Mein Fazit: arbeite Dich heran / gewöhne Dich an FSL - und dann hast Du einen Zuwachs an Lebensqualität der kaum zu toppen ist, mein Diabestes dankte es mir jedenfalls mit verbesserten Werten und gleichmäßigem HbA1c seit fast 1 1/2 Jahren - dank der vielen Messungen die ich jetzt machen kann und meinen Diabetes mit meinem Insulin "besser füttern" kann -
am 19.04.2017 19:16:26 | IP (Hash): 1083904159
Hab jetzt auch eine FSL Seite auf Fatcebuch gefunden , leider nur auf französisch....Leider ist es hier ziemlich unübersichtlich , weil auf vielen Threads verteilt.

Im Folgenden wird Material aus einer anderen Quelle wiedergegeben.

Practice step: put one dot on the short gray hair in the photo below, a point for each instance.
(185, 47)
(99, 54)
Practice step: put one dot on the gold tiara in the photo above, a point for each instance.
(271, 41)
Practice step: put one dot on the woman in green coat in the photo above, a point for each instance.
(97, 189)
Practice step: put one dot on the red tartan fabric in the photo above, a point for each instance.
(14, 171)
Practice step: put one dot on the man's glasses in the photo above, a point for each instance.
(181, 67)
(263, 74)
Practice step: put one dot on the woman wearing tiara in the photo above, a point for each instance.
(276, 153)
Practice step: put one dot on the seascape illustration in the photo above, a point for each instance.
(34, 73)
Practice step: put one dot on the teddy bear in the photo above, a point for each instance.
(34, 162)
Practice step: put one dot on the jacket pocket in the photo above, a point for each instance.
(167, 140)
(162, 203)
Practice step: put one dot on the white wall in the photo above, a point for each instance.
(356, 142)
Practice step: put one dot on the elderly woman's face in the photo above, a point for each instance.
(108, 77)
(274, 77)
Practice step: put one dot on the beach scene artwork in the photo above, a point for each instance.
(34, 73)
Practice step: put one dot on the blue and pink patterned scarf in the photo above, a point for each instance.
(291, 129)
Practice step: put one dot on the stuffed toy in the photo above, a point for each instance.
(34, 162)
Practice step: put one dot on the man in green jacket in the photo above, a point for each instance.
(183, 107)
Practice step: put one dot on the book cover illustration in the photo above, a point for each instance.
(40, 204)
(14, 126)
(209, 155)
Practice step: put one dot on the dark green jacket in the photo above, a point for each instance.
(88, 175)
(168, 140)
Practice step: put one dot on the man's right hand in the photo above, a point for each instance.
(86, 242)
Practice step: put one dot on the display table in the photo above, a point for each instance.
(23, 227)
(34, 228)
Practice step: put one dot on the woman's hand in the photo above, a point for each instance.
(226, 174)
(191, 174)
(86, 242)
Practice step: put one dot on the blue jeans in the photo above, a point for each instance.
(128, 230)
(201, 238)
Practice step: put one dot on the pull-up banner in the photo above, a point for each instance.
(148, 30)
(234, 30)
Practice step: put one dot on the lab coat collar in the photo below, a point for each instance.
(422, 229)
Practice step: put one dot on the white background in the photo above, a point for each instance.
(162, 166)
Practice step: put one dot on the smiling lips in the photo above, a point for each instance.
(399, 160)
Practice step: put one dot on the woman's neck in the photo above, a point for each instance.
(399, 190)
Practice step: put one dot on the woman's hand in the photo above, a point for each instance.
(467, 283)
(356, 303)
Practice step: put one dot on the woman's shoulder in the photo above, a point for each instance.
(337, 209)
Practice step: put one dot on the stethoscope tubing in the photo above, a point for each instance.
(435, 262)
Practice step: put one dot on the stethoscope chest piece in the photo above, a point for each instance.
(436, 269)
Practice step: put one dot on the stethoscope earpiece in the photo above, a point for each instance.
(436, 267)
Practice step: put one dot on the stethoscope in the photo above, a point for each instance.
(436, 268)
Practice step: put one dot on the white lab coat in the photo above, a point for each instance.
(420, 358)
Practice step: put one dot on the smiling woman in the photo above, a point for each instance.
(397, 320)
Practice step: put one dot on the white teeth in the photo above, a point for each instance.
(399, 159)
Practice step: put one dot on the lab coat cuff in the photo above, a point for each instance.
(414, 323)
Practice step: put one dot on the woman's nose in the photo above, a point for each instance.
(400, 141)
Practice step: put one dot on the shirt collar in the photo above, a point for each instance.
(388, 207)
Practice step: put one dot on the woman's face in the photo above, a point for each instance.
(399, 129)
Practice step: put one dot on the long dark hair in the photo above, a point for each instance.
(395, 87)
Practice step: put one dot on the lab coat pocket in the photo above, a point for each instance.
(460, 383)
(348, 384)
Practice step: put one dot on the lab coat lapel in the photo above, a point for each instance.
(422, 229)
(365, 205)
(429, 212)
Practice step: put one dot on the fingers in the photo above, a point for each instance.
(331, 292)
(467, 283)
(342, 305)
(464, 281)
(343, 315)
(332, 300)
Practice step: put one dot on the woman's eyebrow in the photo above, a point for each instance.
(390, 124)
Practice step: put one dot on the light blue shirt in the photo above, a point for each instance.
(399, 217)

Wie funktioniert das denn wenn ich mit dem Smart Ph. die werte lesen will , und stört dieser Sensor am Arm???? zB wenn Ihr abgetastet werdet Fußballstadion , Sicherheitsdienst bei einem Flug. -
am 19.04.2017 19:54:47 | IP (Hash): 1662128011
eine ganze Subgruppe zum FSL auf deutsch gibt es zB auch hier: http://www.insulinclub.de/index.php?page=Board&boardID=93 -
am 24.04.2017 17:46:19 | IP (Hash): 1624974806
Liebe Mitgefangene,
mit der FreeStyle-Libre-Hotline habe ich die schlechteste Erfahrung gemacht, die ich je mit einer Firma hatte (ich bin 50 Jahre alt, seit 20 Jahren Typ-I-Diabetiker). Das Rezept habe ich am 12.3. losgeschickt, und wie mir an der Hotline mehrfach versichert wurde, ist dessen Eingang bei Abbott am 17.3. vermerkt worden.
Bisher (seit 6 Wochen!) ist allerdings nichts geschehen, keine Einlösung des Rezepts und natürlich auch keine Belieferung mit dem ersten von vier Paketen (es handelt sich um eine Jahresverordnung zur Erstattung bei der TK in Berlin).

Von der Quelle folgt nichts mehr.